La preocupación aumenta ante la reactivación de los procesos. El gremio considera necesario establecer un cronograma y reglas claras para normalizar los términos, de manera que los ciudadanos y sus representantes no enfrenten consecuencias procesales por situaciones provocadas por la emergencia.
Una sede temporal
Ante los daños en la infraestructura judicial, los abogados plantean habilitar una sede temporal segura, organizada y digna que permita recuperar la atención a los usuarios y facilitar el trabajo de los litigantes mientras avanzan las reparaciones.
La propuesta también contempla fortalecer las inspecciones de policía para garantizar la práctica oportuna de las diligencias que les sean comisionadas y evitar que otros procedimientos permanezcan represados.
El gremio pidió además la presencia del Ministerio de Justicia y del Derecho en Risaralda para instalar una mesa de diálogo con compromisos verificables, responsables definidos y fechas de cumplimiento.

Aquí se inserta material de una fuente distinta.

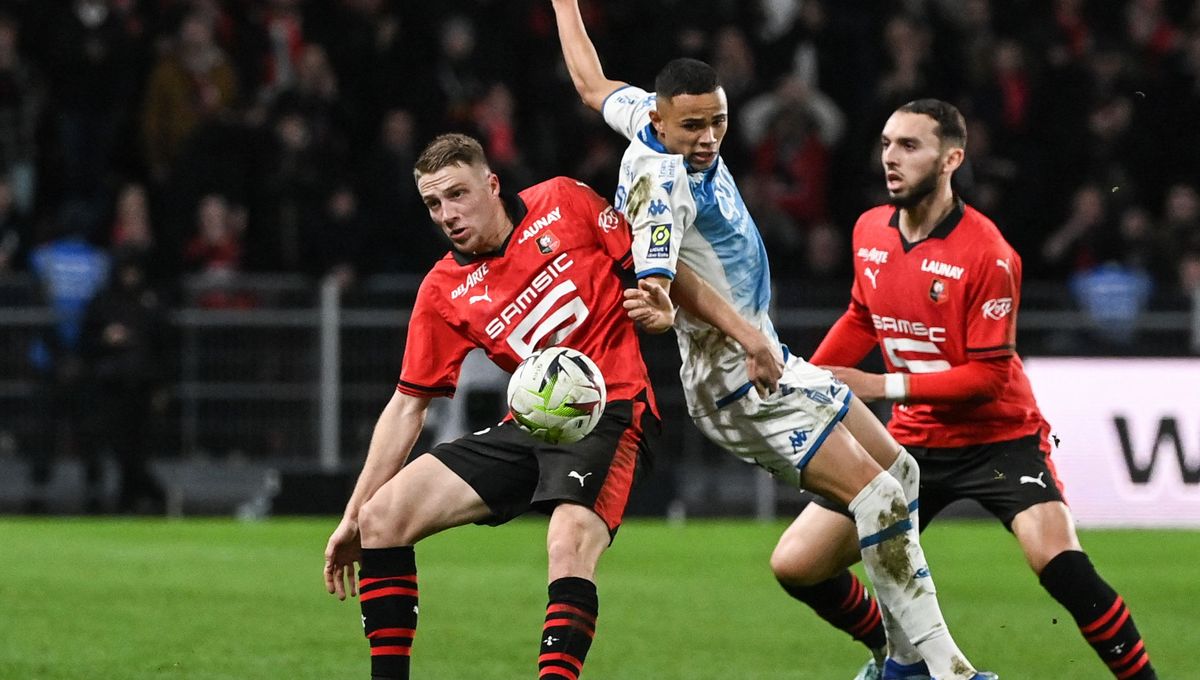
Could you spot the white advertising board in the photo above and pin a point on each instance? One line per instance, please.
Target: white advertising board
(1128, 437)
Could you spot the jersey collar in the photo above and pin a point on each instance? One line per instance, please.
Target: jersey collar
(517, 211)
(941, 232)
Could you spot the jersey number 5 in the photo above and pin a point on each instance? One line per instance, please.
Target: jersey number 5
(549, 322)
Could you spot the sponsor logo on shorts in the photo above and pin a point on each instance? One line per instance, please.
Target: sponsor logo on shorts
(1037, 480)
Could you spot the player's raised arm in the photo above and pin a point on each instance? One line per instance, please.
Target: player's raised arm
(580, 54)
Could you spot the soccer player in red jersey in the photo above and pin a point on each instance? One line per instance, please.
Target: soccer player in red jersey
(937, 288)
(525, 274)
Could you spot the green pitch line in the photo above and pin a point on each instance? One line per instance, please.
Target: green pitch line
(214, 600)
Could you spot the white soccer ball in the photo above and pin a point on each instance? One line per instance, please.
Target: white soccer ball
(557, 395)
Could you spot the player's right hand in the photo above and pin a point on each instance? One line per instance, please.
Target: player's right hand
(342, 551)
(765, 366)
(649, 306)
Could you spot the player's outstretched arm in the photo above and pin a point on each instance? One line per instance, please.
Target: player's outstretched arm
(395, 433)
(765, 361)
(580, 54)
(649, 305)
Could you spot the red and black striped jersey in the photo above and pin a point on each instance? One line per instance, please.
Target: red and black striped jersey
(556, 281)
(939, 304)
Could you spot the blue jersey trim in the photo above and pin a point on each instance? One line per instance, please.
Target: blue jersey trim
(657, 271)
(825, 433)
(605, 102)
(648, 138)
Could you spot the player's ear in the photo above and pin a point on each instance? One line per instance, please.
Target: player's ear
(657, 120)
(954, 158)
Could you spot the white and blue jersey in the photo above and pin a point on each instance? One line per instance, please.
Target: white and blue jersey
(699, 217)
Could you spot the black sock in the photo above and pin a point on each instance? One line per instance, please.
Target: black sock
(1101, 614)
(569, 629)
(846, 605)
(388, 596)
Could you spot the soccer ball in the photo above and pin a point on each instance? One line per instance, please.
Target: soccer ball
(557, 395)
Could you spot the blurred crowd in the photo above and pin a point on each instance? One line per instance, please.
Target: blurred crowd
(214, 137)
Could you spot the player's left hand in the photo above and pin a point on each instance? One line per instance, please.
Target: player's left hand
(867, 386)
(342, 551)
(649, 306)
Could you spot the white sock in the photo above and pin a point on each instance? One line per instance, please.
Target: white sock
(907, 473)
(897, 565)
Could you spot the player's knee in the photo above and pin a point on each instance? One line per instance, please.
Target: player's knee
(796, 563)
(574, 545)
(379, 527)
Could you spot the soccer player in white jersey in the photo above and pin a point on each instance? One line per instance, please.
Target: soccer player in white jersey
(688, 215)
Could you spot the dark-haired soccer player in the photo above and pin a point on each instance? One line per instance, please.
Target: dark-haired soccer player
(937, 288)
(538, 270)
(685, 209)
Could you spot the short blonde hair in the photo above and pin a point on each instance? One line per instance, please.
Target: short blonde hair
(448, 150)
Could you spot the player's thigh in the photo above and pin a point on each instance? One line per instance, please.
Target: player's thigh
(598, 471)
(420, 500)
(817, 545)
(783, 432)
(1045, 530)
(871, 433)
(840, 468)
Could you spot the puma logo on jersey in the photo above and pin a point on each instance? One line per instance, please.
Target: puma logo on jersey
(871, 274)
(1037, 480)
(481, 298)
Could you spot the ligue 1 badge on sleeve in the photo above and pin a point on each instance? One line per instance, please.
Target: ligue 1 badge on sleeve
(937, 292)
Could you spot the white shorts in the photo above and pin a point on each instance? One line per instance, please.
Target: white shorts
(781, 432)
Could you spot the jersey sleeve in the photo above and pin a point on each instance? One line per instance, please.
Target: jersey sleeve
(433, 351)
(660, 209)
(991, 307)
(610, 227)
(628, 110)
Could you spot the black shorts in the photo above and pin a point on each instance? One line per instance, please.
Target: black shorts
(1005, 477)
(515, 473)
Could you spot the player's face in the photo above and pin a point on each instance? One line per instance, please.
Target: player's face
(694, 125)
(912, 157)
(463, 202)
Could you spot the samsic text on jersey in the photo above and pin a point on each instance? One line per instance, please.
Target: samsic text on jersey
(937, 304)
(555, 281)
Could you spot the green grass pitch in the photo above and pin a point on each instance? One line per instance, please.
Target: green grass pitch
(114, 600)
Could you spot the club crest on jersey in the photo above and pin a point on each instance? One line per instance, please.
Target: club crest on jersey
(937, 292)
(609, 220)
(547, 242)
(660, 242)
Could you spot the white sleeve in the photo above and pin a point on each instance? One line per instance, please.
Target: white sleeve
(628, 109)
(660, 209)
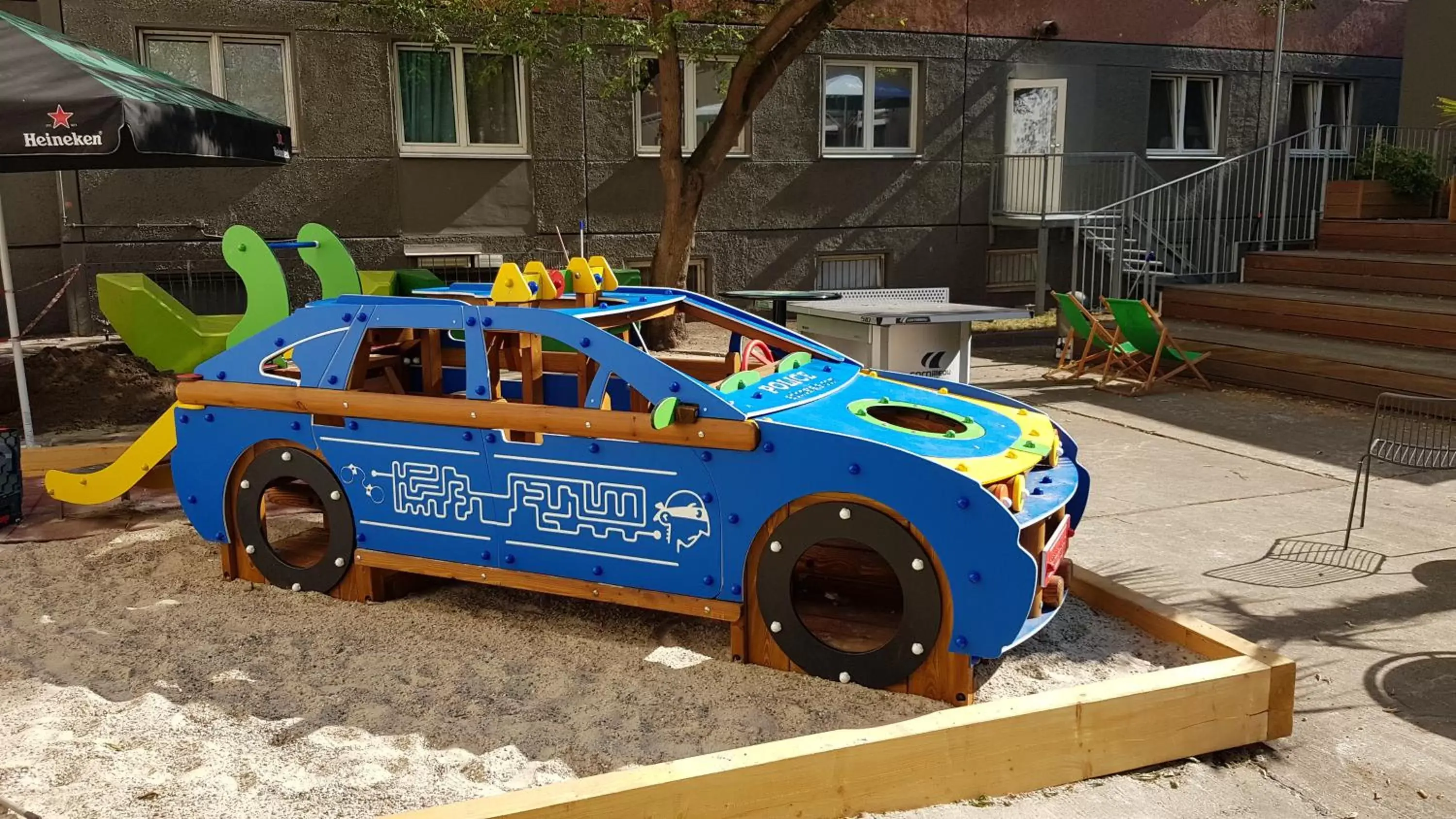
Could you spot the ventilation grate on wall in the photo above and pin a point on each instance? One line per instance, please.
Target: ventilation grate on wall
(851, 273)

La discusión va más allá de la recuperación física de los edificios. Los abogados solicitan que las profesiones liberales sean incluidas en los programas de recuperación económica y social destinados a los sectores afectados por el terremoto.
Los litigantes reconocen que jueces, empleados y demás servidores judiciales también resultaron afectados por el sismo. Sin embargo, advierten que la recuperación debe garantizar que los ciudadanos puedan volver a ejercer plenamente su derecho de acceso a la justicia.
El reto inmediato será determinar cómo se reactivará el sistema judicial después del 11 de septiembre, qué infraestructura estará disponible y bajo qué condiciones se retomarán los procesos que quedaron suspendidos por la emergencia.